A ofensiva da direita é potencializada pela onda conservadora que atinge a América do Sul, em especial Brasil, Argentina e Paraguai. Os governos Michel Temer, Maurício Macri e Horácio Cartes tentam de todas as formas isolar o país no Mercosul e trabalham de forma articulada com a oposição interna. O chanceler do governo golpista do Brasil, José Serra, vai além e procura dar um golpe no bloco, tentando impedir a Venezuela de assumir a sua presidência rotativa.
Com a popularidade cadente, Maduro busca, há mais de dois anos, aparar arestas internas e consolidar suas pontes com as Forças Armadas. O Exército, em especial, teve suas atribuições ampliadas desde a chegada de Hugo Chávez ao poder, em 1999. De contingente de segurança e defesa, suas ações se ampliaram para missões humanitárias diante de catástrofes naturais, distribuição de alimentos, apoio e construção de obras de infraestrutura e manutenção da ordem interna.
Economia e política
Todas as saídas para a Venezuela têm obrigatoriamente que começar pelo front econômico.

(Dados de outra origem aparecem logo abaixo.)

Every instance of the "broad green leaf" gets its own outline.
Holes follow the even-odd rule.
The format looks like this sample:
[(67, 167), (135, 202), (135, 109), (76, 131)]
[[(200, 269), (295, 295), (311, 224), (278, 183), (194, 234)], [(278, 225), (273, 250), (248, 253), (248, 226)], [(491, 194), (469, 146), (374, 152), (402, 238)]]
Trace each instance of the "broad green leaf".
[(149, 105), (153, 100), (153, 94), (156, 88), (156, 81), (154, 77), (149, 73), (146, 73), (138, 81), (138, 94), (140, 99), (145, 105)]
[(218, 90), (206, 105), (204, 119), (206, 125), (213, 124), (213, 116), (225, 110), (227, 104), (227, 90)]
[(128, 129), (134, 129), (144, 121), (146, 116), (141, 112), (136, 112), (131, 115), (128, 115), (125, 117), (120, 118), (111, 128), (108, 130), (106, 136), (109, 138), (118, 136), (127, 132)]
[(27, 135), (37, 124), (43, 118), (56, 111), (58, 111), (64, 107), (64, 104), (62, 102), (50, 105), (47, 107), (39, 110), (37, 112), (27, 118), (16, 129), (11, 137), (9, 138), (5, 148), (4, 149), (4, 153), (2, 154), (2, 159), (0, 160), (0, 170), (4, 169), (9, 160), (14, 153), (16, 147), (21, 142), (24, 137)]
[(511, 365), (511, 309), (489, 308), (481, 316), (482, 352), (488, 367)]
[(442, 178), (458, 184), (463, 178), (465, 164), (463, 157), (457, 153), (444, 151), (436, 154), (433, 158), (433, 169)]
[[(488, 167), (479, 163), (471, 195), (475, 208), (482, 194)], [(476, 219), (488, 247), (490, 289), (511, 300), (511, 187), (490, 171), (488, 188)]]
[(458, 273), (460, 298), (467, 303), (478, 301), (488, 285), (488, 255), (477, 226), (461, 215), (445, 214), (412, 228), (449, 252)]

Sem a perspectiva de uma alta significativa nos preços do petróleo em médio prazo, o governo hesita em tomar medidas que reduzam o papel do Estado na economia.
Recentemente, uma equipe de economistas ligada à Unasul propôs um plano que envolve a liberação da taxa de câmbio (controlada desde 2003), o fim do subsídio energético o que inclui gasolina e eletricidade e a adoção de políticas sociais focadas para fazer frente às carências de setores mais vulneráveis.
Além de resistências políticas no interior do próprio governo, a última medida, em especial, demanda um montante de dinheiro que ainda precisa ser contabilizado. Dentre as sugestões, está a venda de 13 refinarias da PDVSA, a estatal petroleira, instaladas nos Estados Unidos, algo praticamente descartado pelo governo.
Caso não retome a iniciativa política, o governo corre o risco de ver sua já escassa popularidade se derreter ainda mais e abrir espaço para a chegada da oposição ao Palácio de Miraflores.
O projeto econômico da direita é conhecido: um choque ultraortodoxo, o desmonte de quase duas décadas de uma institucionalidade avessa ao neoliberalismo e um realinhamento internacional subordinado à potência dominante.
Gilberto Maringoni é professor da UFABC e dirigente do PSOL.